回答by Daniar Achakeev

You can try this solution for exact median. I described spark sql solution here gist.github. To compute exact median I use row_number() and count() functions in conjuction with a window function.

您可以尝试使用此解决方案以获得精确的中位数。我在gist.github 中描述了 spark sql 解决方案。为了计算精确的中位数，我将 row_number() 和 count() 函数与窗口函数结合使用。

val data1 = Array( ("a", 0), ("a", 1), ("a", 1), ("a", 1), ("a", 0), ("a", 1))
val data2 = Array( ("b", 0), ("b", 1), ("b", 1))
val union = data1.union(data2)
val df = sc.parallelize(union).toDF("key", "val")
df.cache.createOrReplaceTempView("kvTable")
spark.sql("SET spark.sql.shuffle.partitions=2")


var ds = spark.sql("""
   SELECT key, avg(val) as median
FROM ( SELECT key, val, rN, (CASE WHEN cN % 2 = 0 then (cN DIV 2) ELSE (cN DIV 2) + 1 end) as m1, (cN DIV 2) + 1 as m2 
        FROM ( 
            SELECT key, val, row_number() OVER (PARTITION BY key ORDER BY val ) as rN, count(val) OVER (PARTITION BY key ) as cN
            FROM kvTable
         ) s
    ) r
WHERE rN BETWEEN m1 and m2
GROUP BY key 
""")

Spark executes and optimizes this query efficiently, since it reuses data partitioning.

Spark 可以高效地执行和优化此查询，因为它重用了数据分区。

scala> ds.show
+---+------+
|key|median|
+---+------+
|  a|   1.0|
|  b|   1.0|
+---+------+

Answer 4

回答by Rockie Yang

with high order function element_atadded in Spark 2.4. We could use with Window function, or groupBy then join back.
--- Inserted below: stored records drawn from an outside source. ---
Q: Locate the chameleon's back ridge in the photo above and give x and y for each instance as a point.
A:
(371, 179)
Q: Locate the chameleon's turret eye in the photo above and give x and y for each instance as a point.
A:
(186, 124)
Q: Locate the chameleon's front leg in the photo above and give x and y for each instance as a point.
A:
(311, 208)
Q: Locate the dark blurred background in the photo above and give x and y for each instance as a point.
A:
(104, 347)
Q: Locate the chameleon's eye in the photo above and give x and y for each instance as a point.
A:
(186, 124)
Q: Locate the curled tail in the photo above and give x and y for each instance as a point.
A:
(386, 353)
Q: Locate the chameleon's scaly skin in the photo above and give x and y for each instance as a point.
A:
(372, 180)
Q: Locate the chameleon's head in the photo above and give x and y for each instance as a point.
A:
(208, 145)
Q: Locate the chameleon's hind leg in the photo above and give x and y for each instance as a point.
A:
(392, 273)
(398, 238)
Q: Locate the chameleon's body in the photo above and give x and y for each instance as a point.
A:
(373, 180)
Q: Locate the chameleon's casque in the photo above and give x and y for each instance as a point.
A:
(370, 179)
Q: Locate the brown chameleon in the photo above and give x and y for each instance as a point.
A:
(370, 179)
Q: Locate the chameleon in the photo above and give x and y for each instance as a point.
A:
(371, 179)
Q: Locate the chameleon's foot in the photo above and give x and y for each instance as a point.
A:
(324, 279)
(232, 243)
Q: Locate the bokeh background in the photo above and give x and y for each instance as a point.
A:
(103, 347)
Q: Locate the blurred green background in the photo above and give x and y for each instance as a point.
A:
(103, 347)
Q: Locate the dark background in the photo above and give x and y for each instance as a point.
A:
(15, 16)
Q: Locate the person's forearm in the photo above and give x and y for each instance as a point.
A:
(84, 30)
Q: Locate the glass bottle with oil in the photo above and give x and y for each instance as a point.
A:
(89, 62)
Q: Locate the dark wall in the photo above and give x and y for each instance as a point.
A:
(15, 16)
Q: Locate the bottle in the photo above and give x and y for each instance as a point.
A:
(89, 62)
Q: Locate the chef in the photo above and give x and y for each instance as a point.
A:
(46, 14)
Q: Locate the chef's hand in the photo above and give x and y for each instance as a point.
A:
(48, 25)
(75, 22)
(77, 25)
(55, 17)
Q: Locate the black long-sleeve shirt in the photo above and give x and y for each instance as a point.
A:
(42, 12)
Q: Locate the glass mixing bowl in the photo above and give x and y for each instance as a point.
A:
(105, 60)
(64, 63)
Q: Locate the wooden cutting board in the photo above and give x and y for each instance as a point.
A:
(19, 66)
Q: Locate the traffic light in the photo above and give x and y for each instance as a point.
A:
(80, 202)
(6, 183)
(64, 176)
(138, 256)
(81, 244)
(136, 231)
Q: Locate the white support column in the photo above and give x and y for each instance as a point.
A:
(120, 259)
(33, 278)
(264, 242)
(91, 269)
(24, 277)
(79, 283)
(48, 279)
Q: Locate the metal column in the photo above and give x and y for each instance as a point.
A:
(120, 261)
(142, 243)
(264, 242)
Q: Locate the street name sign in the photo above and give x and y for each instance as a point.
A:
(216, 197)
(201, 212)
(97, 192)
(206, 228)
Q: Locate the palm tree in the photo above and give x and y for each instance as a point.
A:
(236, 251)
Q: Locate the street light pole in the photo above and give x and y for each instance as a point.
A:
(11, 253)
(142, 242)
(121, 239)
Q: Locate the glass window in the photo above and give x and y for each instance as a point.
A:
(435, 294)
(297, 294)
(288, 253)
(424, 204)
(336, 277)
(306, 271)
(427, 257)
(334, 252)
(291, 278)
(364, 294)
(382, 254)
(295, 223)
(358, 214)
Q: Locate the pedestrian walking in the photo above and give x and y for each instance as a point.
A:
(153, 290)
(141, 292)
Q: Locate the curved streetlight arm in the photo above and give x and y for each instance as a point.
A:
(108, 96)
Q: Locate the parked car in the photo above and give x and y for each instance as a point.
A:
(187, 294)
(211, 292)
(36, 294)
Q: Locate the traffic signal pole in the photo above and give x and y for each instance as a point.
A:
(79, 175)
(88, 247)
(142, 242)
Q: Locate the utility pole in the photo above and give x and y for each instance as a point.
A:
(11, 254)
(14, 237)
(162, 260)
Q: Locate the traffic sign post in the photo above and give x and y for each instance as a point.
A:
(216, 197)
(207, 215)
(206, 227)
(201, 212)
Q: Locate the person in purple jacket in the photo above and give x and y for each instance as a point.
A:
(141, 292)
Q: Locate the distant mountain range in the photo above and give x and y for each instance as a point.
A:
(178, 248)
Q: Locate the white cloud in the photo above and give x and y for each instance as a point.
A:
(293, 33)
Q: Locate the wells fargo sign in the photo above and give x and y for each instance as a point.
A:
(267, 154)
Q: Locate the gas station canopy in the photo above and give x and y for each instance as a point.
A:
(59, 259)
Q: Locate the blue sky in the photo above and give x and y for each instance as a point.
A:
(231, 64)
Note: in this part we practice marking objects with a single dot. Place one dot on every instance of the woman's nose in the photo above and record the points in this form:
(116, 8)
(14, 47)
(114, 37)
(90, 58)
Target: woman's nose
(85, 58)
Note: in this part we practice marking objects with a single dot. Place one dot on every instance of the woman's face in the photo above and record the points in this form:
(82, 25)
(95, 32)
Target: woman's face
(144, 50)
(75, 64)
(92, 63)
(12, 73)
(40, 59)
element_at在 Spark 2.4 中添加了高阶函数。我们可以使用 Window 函数，或者 groupBy 然后加入。

Sample Data

样本数据

import org.apache.spark.sql.expressions.Window
import org.apache.spark.sql.types._
import org.apache.spark.sql.functions._

case class Salary(depName: String, empNo: Long, salary: Long)
val empsalary = Seq(
  Salary("sales", 1, 5000),
  Salary("personnel", 2, 3900),
  Salary("sales", 3, 4800),
  Salary("sales", 4, 4800),
  Salary("personnel", 5, 3500),
  Salary("develop", 7, 4200),
  Salary("develop", 8, 6000),
  Salary("develop", 9, 4500),
  Salary("develop", 10, 5200),
  Salary("develop", 11, 5200)).toDS

with Window function

带窗口功能

val byDepName = Window.partitionBy('depName).orderBy('salary)
val df = empsalary.withColumn(
  "salaries", collect_list('salary) over byDepName).withColumn(
  "median_salary", element_at('salaries, (size('salaries)/2 + 1).cast("int")))

df.show(false)

with groupBy then join back

与 groupBy 然后加入

val dfMedian = empsalary.groupBy("depName").agg(
  sort_array(collect_list('salary)).as("salaries")).select(
  'depName, 
  element_at('salaries, (size('salaries)/2 + 1).cast("int")).as("median_salary"))
empsalary.join(dfMedian, "depName").show(false)

Answer 5

回答by Elior Malul

If you don't wanna use spark-sql (as I do) you can use the cume_distfunction.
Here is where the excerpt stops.